The NHS is under immense pressure at the moment and we cannot continue to provide safe care and a limitless service in General Practice.
Whilst we have always had days when urgent demand is much higher than the capacity of our Doctors and Nurses, in the last couple of months, demand has exceeded capacity daily.
We plan for safe care. Safe care for us means that the Duty Doctor – whose job it is to manage all of the demand for same day medical appointments – should have up to 40 patients in a day. This is one patient every 15 minutes from 8am to 6.30pm (not allowing for any breaks or all of the other things link signing repeat prescriptions, reviewing test results, writing sick notes etc).

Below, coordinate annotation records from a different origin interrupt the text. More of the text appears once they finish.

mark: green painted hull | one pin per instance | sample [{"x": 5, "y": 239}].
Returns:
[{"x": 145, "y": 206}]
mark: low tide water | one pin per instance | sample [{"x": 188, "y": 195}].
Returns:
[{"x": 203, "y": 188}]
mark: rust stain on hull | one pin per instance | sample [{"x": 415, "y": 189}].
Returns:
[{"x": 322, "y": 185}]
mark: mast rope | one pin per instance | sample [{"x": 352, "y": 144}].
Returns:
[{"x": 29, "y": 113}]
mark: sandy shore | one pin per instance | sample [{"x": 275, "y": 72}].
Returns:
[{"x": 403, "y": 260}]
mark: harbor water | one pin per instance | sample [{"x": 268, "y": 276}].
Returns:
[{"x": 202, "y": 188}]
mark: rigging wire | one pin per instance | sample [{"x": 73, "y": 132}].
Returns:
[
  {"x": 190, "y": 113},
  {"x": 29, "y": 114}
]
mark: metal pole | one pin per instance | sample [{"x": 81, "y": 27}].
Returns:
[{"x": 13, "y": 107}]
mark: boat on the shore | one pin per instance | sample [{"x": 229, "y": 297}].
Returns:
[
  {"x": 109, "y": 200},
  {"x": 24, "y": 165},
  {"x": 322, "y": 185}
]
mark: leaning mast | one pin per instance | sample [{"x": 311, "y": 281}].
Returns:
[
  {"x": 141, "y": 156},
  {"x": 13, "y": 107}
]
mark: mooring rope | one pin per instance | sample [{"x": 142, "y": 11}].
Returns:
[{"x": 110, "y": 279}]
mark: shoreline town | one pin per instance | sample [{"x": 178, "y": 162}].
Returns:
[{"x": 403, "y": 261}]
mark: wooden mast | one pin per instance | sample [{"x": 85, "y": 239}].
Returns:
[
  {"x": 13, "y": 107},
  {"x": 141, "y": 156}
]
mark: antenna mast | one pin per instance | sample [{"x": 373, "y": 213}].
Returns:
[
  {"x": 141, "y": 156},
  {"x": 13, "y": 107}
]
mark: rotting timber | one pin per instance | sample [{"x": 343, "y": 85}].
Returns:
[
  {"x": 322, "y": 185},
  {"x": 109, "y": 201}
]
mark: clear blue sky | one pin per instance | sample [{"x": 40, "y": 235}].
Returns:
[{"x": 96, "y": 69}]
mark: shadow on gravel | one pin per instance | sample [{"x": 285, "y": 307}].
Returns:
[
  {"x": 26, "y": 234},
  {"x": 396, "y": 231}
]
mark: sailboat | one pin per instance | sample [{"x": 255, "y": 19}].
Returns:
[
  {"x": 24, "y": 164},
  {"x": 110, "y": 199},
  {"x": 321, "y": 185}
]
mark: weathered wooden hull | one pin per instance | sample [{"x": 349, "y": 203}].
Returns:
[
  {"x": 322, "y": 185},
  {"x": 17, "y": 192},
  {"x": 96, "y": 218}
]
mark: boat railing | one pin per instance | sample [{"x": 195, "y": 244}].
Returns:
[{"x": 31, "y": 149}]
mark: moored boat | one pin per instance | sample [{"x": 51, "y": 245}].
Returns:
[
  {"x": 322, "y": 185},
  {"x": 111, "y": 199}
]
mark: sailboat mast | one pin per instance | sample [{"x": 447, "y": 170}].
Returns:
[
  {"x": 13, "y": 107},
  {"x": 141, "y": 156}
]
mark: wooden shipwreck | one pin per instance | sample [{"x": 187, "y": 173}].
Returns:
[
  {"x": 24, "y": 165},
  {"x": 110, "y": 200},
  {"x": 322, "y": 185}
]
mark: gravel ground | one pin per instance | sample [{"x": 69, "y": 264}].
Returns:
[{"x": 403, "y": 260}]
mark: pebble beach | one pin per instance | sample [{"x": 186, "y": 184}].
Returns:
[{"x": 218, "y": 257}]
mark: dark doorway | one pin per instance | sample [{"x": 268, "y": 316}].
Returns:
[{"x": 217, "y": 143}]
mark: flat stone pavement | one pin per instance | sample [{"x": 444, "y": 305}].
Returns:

In the last 2 months, rather than this safe number of (40 patients or less) the average has been 78 patients every day. In fact on 6 days there has been over 100 urgent patients for the Urgent GP. This is less that 5 minutes per patient. This is not safe.
So, as we have to ensure we provide a safe service to patients, we need to set a daily limit on how many patients we can book for urgent appointments.
From now on, if the number of calls we get are unsafe, we will ask patients to contact other parts of the NHS whose role it is to provide urgent help. We will advertise this on our social media, and on the phone line.
If our patients can use our urgent capacity carefully, we hope that we will have enough urgent appointments. This means:
– Not asking for an appointment that day if your problem is not medically urgent – most things can and should wait for the next routine GP appointment with your own GP (4-6 week wait)
– Using the HandiApp, www.nhs.uk, pharmacies and 111 for minor illness and how to manage this at home. A huge amount of the extra demand we have had in recent weeks is patients calling in the first few days of minor illness, which actually, most of the time, can be treated successfully at home until the normal period of symptoms passes. For example it is normal for a cough and cold to last for three weeks. All of these calls for these self-limiting symptoms means that we can’t provide a safe service to the patients who do develop more severe symptoms or have serious medically urgent problems.
– Making sure you order your repeat medications with plenty of time before your current supply runs out. And that you do the same if you need a repeat sick note.
Hopefully if all our patients use our urgent capacity responsibly, it will mean we can get to all our patients with serious medically urgent problems. However, if we do not feel that we can provide our patients with safe medical care, we will ask patients to contact other services who can help. This may be pharmacies, 111, nhs.uk, MIU or, in some cases 999 or A&E.
Please support us in this change to ensure that we can be there for you when you need us.